A chaque fois, le Marocain a pris le dessus sur le Bondynois, même s’il n'opéraient pas toujours dans la même zone. Le latéral droit aura cette fois Kylian Mbappé comme adversaire direct. Il lui faudra répondre aux accélérations de l’un des meilleurs joueurs du monde, mais aussi à ses dribbles.
Mbappé tente 12 dribbles par match, un record dans ce mondial, mais la réussite le fuit (55%) souvent, car il est moins à l’aise quand il tente son crochet vers l'intérieur du jeu en dehors de la surface de réparation. Dans les seize mètres cinquante, il est tout simplement injouable.
Outre sa capacité à devenir inarrêtable quand il a un peu d’espace devant lui, par ses décrochages et sa mobilité, le joueur le plus décisif lors de la compétition (5 buts et 2 passes décisives) est également difficile à marquer, ce qui lui offre la possibilité d'être juste dans le camp adverse (92% de passes réussies), où les appels de Giroud sont tranchants.
L'avant-centre tricolore est dans une grande forme depuis le début de la compétition. Il a battu le record de buts de Thierry Henry en équipe nationale (53 buts) par sa présence dans la surface de réparation et son redoutable jeu de tête (2 buts).
Son physique de déménageur lui permet de résister à la charge des défenseurs, et sa qualité technique offre un point d’appui précieux à ses coéquipiers. Il peut à la fois demander le ballon dans les pieds mais également en profondeur, bien que la vitesse ne soit pas son atout premier.
Un côté gauche à découvert
Disposée en 4-4-2 en losange en phase défensive, la bande à Deschamps ne pratique pas le pressing tout terrain. Le peu d’intensité mis à la perte du ballon se traduit par une relative facilité de l’adversaire à le conserver. La France permet jusqu’à 17 passes adverses par action défensive dans le camp adverse (PPDA).
Le Maroc aura donc la possibilité de construire ses attaques sans précipitation face à une structure d'équipe qui décharge Mbappé des tâches défensives, mais qui met à nu son côté gauche.
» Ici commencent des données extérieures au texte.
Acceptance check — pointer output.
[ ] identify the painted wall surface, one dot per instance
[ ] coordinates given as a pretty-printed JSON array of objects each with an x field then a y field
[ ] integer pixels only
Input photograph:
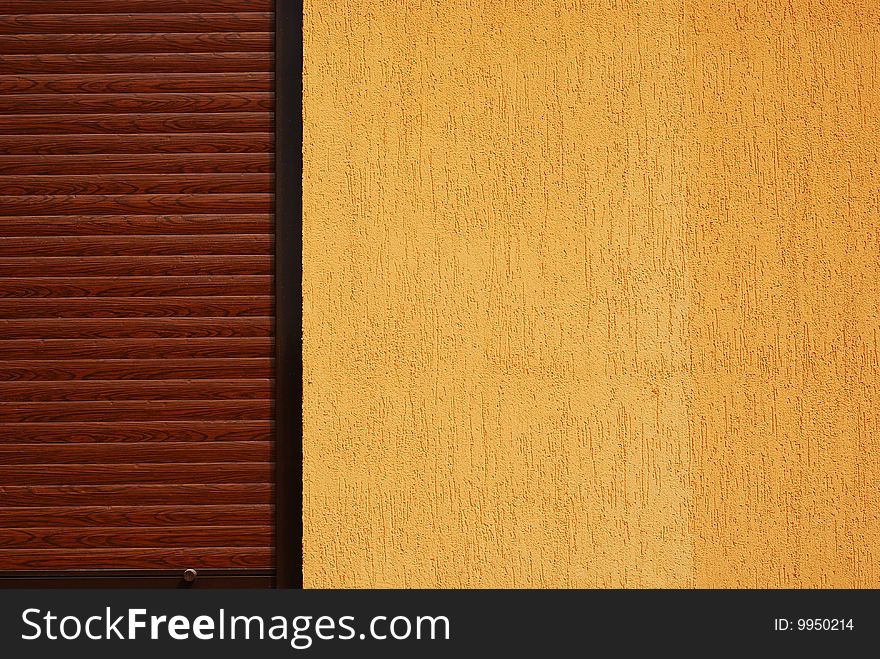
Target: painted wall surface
[{"x": 592, "y": 293}]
Sur les 5 buts encaissés par la France, qui la situent au milieu de tableau des équipes les moins performantes dans ce secteur de jeu (17/32), les défaillances du flanc défensif gauche en étaient souvent à l’origine.
Dayot Upamecano et Theo Hernandez se retrouvent souvent à deux contre trois, et ont beaucoup de mal dans leur placement défensif quand ils doivent chasser un adversaire ou gérer la profondeur. Autrement dit, le Maroc doit concentrer ses attaques sur ce flanc car, tôt ou tard dans la rencontre, les deux défenseurs français seront dans l’erreur, comme sur les centres en retrait où la couverture des milieux de terrain n'est pas idéale.
En plus des difficultés affichées par les Français sur les coups de pied arrêtés, le dernier élément qu’il faudra prendre en considération pour déstabiliser le bloc défensif des Bleus est leur repli parfois défaillant, dont ont profité à plusieurs reprises les Anglais.
Enfin, leur indiscipline leur a joué des mauvais tours. Face à l’Angleterre, les Bleus ont commis 14 fautes, dont deux penalties concédés et un troisième oublié par l’arbitre, auxquels s’ajoute celui marqué par la Pologne en huitième de finale.